FORMULATION AND EVALUATION OF A pH DEPENDENT MULTI-PARTICULATE COLON TARGETED DRUG DELIVERY SYSTEM USING POWDER LAYERING TECHNOLOGY OF KETOPROFENHTML Full Text
FORMULATION AND EVALUATION OF A pH DEPENDENT MULTI-PARTICULATE COLON TARGETED DRUG DELIVERY SYSTEM USING POWDER LAYERING TECHNOLOGY OF KETOPROFEN
D. P. Ghosh, A. Mittal *, A. Gaur and J. Sahoo
KIET School of Pharmacy, KIET Group of Institutions, Ghaziabad - 201206, Uttar Pradesh, India.

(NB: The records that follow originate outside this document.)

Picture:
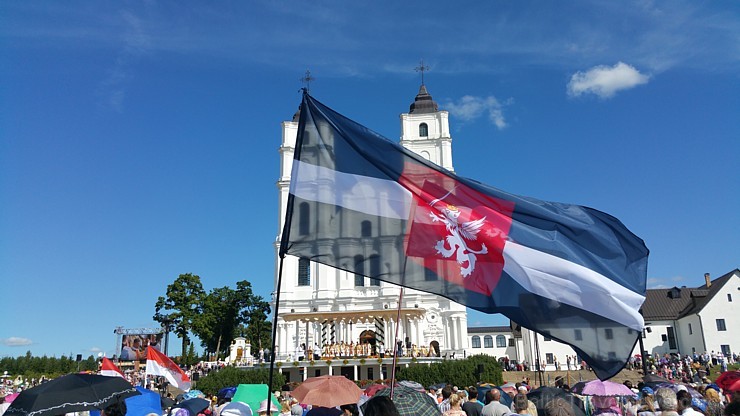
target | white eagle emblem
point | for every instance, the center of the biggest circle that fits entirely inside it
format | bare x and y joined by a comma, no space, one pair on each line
457,236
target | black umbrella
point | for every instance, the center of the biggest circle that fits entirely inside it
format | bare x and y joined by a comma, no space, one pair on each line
544,395
71,393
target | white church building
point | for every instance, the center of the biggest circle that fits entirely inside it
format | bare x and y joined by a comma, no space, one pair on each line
323,311
321,306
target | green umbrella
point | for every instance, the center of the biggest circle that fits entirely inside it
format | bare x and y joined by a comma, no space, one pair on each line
253,394
410,402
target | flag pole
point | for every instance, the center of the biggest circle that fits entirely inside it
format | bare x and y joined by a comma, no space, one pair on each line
395,341
274,331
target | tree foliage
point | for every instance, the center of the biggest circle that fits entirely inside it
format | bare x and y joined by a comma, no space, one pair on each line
179,310
216,317
232,377
456,372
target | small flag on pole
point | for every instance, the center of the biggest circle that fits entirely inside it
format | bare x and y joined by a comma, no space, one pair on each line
361,203
108,368
158,364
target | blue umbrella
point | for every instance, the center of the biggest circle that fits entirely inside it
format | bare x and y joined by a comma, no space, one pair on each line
148,402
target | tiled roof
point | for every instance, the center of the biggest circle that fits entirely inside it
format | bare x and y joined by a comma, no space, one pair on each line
675,303
488,329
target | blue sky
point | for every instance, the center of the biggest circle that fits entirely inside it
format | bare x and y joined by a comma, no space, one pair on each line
139,140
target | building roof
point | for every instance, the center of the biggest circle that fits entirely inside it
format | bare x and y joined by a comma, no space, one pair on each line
488,329
423,103
675,303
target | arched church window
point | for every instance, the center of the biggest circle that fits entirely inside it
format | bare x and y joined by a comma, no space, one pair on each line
359,270
374,269
304,272
366,229
488,341
500,341
304,212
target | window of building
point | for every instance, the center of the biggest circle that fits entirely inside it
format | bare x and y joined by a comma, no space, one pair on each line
429,275
721,325
374,269
671,338
304,272
366,228
304,212
500,341
359,270
488,341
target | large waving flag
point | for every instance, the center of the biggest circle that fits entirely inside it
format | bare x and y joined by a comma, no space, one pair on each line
108,368
361,203
158,364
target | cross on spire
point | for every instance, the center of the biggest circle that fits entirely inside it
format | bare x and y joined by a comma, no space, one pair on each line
306,80
421,68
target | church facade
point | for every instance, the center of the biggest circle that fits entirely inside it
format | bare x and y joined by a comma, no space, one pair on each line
327,313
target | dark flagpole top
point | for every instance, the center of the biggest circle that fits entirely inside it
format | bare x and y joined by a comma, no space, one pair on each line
422,68
306,80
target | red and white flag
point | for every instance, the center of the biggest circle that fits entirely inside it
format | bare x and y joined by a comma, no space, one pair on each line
109,369
158,364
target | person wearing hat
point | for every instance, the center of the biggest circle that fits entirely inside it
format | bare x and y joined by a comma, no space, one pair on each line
263,408
647,402
714,402
667,402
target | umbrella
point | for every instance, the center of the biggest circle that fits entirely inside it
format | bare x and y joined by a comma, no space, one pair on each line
604,388
729,381
676,387
544,395
410,402
147,402
71,393
327,391
226,393
194,406
374,388
253,395
9,398
654,379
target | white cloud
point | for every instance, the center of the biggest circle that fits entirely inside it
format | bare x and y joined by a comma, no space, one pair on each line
605,81
15,342
470,108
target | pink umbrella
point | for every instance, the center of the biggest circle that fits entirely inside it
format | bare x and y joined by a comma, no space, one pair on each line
606,389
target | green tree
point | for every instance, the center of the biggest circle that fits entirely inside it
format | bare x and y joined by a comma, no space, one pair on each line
181,307
232,376
216,325
225,311
254,313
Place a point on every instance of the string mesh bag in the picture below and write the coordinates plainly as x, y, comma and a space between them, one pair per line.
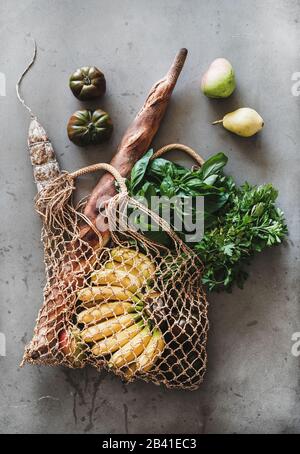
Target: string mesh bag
131, 306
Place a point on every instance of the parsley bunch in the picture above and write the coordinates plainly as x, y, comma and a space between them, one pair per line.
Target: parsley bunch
239, 221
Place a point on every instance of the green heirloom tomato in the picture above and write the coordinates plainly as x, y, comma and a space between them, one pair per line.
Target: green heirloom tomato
87, 127
87, 83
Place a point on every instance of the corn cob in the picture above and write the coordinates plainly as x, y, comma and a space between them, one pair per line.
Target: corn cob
116, 341
109, 327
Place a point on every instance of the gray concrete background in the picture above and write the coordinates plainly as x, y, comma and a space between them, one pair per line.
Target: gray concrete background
252, 383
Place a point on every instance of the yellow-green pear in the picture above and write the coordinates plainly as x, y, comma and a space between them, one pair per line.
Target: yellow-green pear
244, 122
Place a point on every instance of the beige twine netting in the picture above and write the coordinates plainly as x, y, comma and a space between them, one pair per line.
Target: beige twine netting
133, 307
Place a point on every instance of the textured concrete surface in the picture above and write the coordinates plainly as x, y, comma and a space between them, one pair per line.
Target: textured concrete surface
252, 383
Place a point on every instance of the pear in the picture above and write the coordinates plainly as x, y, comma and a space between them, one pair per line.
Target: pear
244, 122
219, 80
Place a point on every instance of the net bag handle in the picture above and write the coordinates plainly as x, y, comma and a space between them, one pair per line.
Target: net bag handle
178, 146
102, 166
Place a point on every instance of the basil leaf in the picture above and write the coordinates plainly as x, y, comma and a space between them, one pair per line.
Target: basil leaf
139, 169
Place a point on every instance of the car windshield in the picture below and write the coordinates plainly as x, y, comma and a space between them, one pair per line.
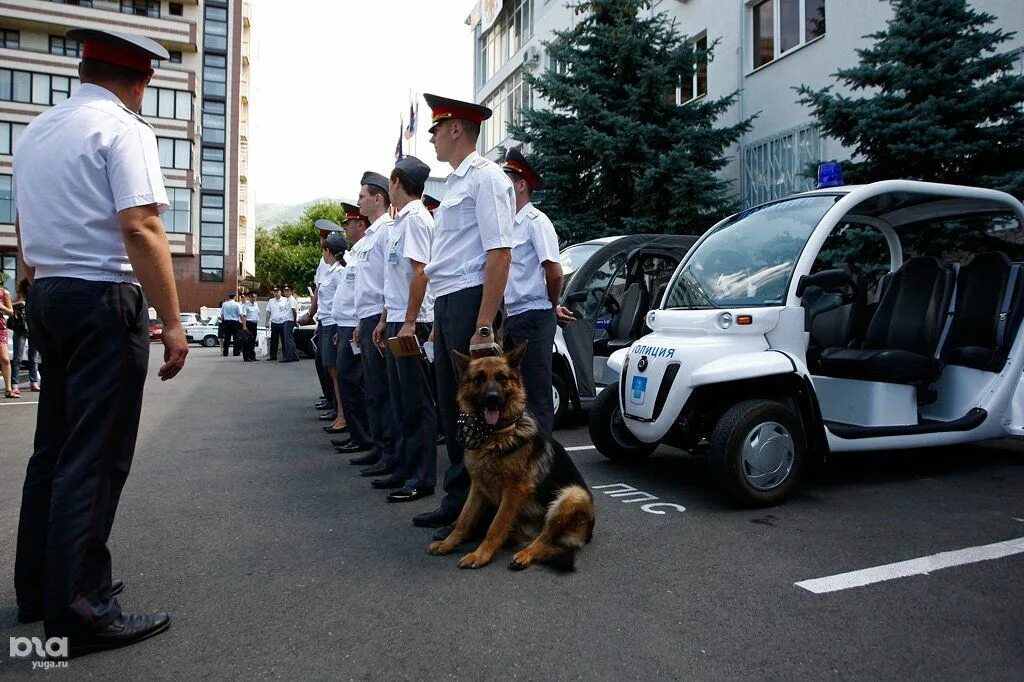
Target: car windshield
749, 260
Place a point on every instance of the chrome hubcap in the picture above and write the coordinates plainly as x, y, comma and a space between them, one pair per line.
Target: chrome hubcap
767, 456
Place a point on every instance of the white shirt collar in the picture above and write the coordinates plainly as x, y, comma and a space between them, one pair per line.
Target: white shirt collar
522, 213
466, 163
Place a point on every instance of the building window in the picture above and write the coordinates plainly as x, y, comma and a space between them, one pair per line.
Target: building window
174, 154
507, 102
509, 33
10, 133
60, 45
141, 7
6, 200
780, 26
178, 216
167, 103
776, 166
10, 39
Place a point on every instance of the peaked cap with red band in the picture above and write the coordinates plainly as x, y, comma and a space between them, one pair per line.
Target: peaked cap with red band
516, 163
123, 49
443, 109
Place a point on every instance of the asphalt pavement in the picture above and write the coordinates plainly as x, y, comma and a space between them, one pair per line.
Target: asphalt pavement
275, 559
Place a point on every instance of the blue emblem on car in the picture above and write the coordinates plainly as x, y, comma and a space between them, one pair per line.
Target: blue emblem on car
639, 390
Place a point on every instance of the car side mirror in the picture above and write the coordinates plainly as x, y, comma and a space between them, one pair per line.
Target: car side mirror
824, 280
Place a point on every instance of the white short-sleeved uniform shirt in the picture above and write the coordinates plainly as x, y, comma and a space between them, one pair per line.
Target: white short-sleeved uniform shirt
344, 298
534, 242
369, 257
79, 164
474, 218
280, 310
409, 240
325, 294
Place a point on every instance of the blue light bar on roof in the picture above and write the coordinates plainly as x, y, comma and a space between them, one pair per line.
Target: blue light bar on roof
829, 175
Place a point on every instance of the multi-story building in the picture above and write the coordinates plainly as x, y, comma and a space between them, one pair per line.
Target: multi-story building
764, 49
197, 102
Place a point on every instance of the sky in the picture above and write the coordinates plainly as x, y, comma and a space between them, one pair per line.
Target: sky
330, 79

ABSTRACT: Multiparticulates consist of discrete, small, multiple unit systems of active pharmaceutical ingredients exhibiting the desired drug release pattern. The present work is concerned with the formulation and evaluation of a pH-dependent multiparticulate colon targeted drug delivery system of ketoprofen, a well established anti-inflammatory drug used in the management of inflammatory bowel disease. The reason for carrying out this study was to release the drug at a targeted site of the large intestinal region of the gastrointestinal tract on the basis of pH variability and to improve patient compliance. The drug-loaded pellets were fabricated using powder layering technology and thereafter pH-dependent multiparticulates were prepared by employing a mix polymeric coating of pH-dependent Eudragit S100 and Eudragit L100 polymers over the drug-loaded pellets. Different ratios of these pH-dependent polymers were used in the formulations of the coated drug-loaded pellets. The developed pellets were assessed for technical parameters such as drug entrapment efficiency, in-vitro dissolution study, scanning electron microscopy, FTIR, and DSC study. The in-vitro release kinetics reveals that the optimum formulation batch follows anomalous transport towards zero-order kinetics, which is further confirmed by the Korsmeyer-Peppas model.
Ketoprofen, Powder layering technology, Eudragit S100, Eudragit L100
INTRODUCTION: Oral administration of drugs still remains a widely accepted and convenient route for the delivery of various drugs. Continuous developments in polymer technology have enabled formulation technologists to develop pH-dependent multiparticulate drug delivery systems with improved gastric irritation and patient compliance as many of the patients faces the problem of acidity. To overcome this problem, these coated pellets have been prepared to release the drug at a desirable site of the colon 1.
A targeted drug administration into the large intestine is most desirable for the local management and treatment of a wide spectrum of large bowel diseases such as colitis ulcerosa, abdominal pain, inflammatory granulomatous bowel symptoms, colonic infection, colonic cancer, management of colonic pathologies, and systemic targeting of protein and peptide therapeutics 2.
The colon therapeutic system (CTS) should be capable of preserving the drug during its transportation to the large intestine area, drug release and absorption should not occur in the stomach as well as in the small intestine i.e. not only the drug should not break down in either of these two early gastrointestinal sites but, it should also permit the bioactive agent to get released and absorbed once CTS reaches the colon 3.
Multiparticulate subunits are delivered by filling them inside a capsule or sachet. A multiparticulate system consists of a multiplicity of the plurality of a number of small independent spherical particles with a diameter of 0.05-2.00 mm. As multi-particulates comprises of individual active subunits, so they are called multiple unit system 4.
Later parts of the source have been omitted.